24-Oct-2006 -- Earlier that morning I'd managed to get to the first point in Yemen's wilderness Governorate of al-Mahra, 17N 52E, and it was now time to push on to its northern neighbour, 18N 52E. The road I was on goes to the border town of Makīnat Šiḥan, where I was able to get fuel. I also had a chat with a very amiable Somali refugee who spoke amazingly good English, apparently learnt in Yemen at the British Council. Oman has recently expelled many Somalis, and I imagine that my new friend was just one of many waiting on the border for a chance to return.

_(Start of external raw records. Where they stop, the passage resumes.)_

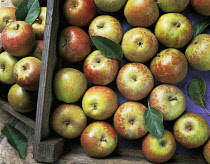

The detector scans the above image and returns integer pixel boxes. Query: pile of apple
[50,0,210,163]
[0,0,47,113]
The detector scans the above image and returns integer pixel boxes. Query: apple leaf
[193,17,210,37]
[91,36,123,60]
[15,0,40,24]
[1,123,28,159]
[144,107,164,138]
[188,77,210,115]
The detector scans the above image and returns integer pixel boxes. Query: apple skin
[121,27,159,63]
[0,51,19,85]
[31,7,47,40]
[203,138,210,163]
[116,63,154,101]
[94,0,127,12]
[191,0,210,16]
[53,68,88,103]
[124,0,159,27]
[13,56,41,91]
[88,15,123,43]
[154,13,193,48]
[7,84,37,113]
[0,7,16,33]
[50,104,87,139]
[83,50,119,85]
[149,84,187,121]
[150,48,188,84]
[82,86,118,120]
[173,112,210,149]
[157,0,190,13]
[80,121,118,158]
[113,101,148,140]
[142,129,176,163]
[58,26,92,62]
[63,0,96,27]
[1,21,36,57]
[185,34,210,71]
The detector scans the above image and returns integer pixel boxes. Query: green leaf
[193,17,210,37]
[144,107,164,138]
[92,36,123,60]
[1,123,28,159]
[15,0,40,24]
[188,77,210,115]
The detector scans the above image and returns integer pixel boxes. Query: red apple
[80,121,118,158]
[1,21,36,57]
[83,50,119,85]
[58,26,92,62]
[63,0,96,27]
[13,56,41,91]
[50,104,87,139]
[173,113,210,149]
[150,48,188,84]
[116,63,154,101]
[142,129,176,163]
[113,101,148,140]
[82,86,118,120]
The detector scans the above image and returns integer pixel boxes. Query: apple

After Šiḥan, assuming one doesn't carry on into Oman, the road curves back into Yemen. All of the roads I'd been driving on in al-Mahra during this trip have only been completed recently, and are fast, straight and empty. It is the presence of these roads that has made it easier to explore al-Mahra and, of course, for me to do my bit for the DCP. 18N 52E lies about 20 km off one of these new stretches of road, which links Šiḥan with Thamūd and Wādiy Ḥaḍramawt.
On leaving the road, I thought it was going to be easy - there was a flat surface of gravel and sand, and I was able to keep up quite a speed. But then I realised that I would have to cross range after range of hills on the way. Although low in height, they were black rocky outcrops, and they slowed my progress considerably as I teased my way over about seven or eight ridges that all (sod's law) traversed my direct bearing to the point in a perpendicular fashion. I was also worried that I might meet a set that I wouldn't be able to cross.
However, after much swearing and looking for tracks through these outcrops, I eventually reached the point, which was located on a sandy flat between two ridges. Because of the close proximity of the hills to the point, the views to the North, East, South, and West are rather obscured. However, climbing one of the many hills affords striking views of the landscape - a desert interrupted by hundreds of black outcrops. As was the case for 17N 52E, there were no signs of human habitation nearby, but plenty of vehicle tracks around. The GPS did read all zeros, but must have flicked over as I took the picture. Typical.
After returning to the Landy, I found a better route back along a flat pan of sand and gravel that avoided all of the hills and outcrops. Although less direct, it made for a much quicker drive back to the asphalt than it had taken to come from it. But, despite two confluence successes, there had been a lot of time wasted today and I was going to have to be quick if I was to get to 18N 51E by sunset.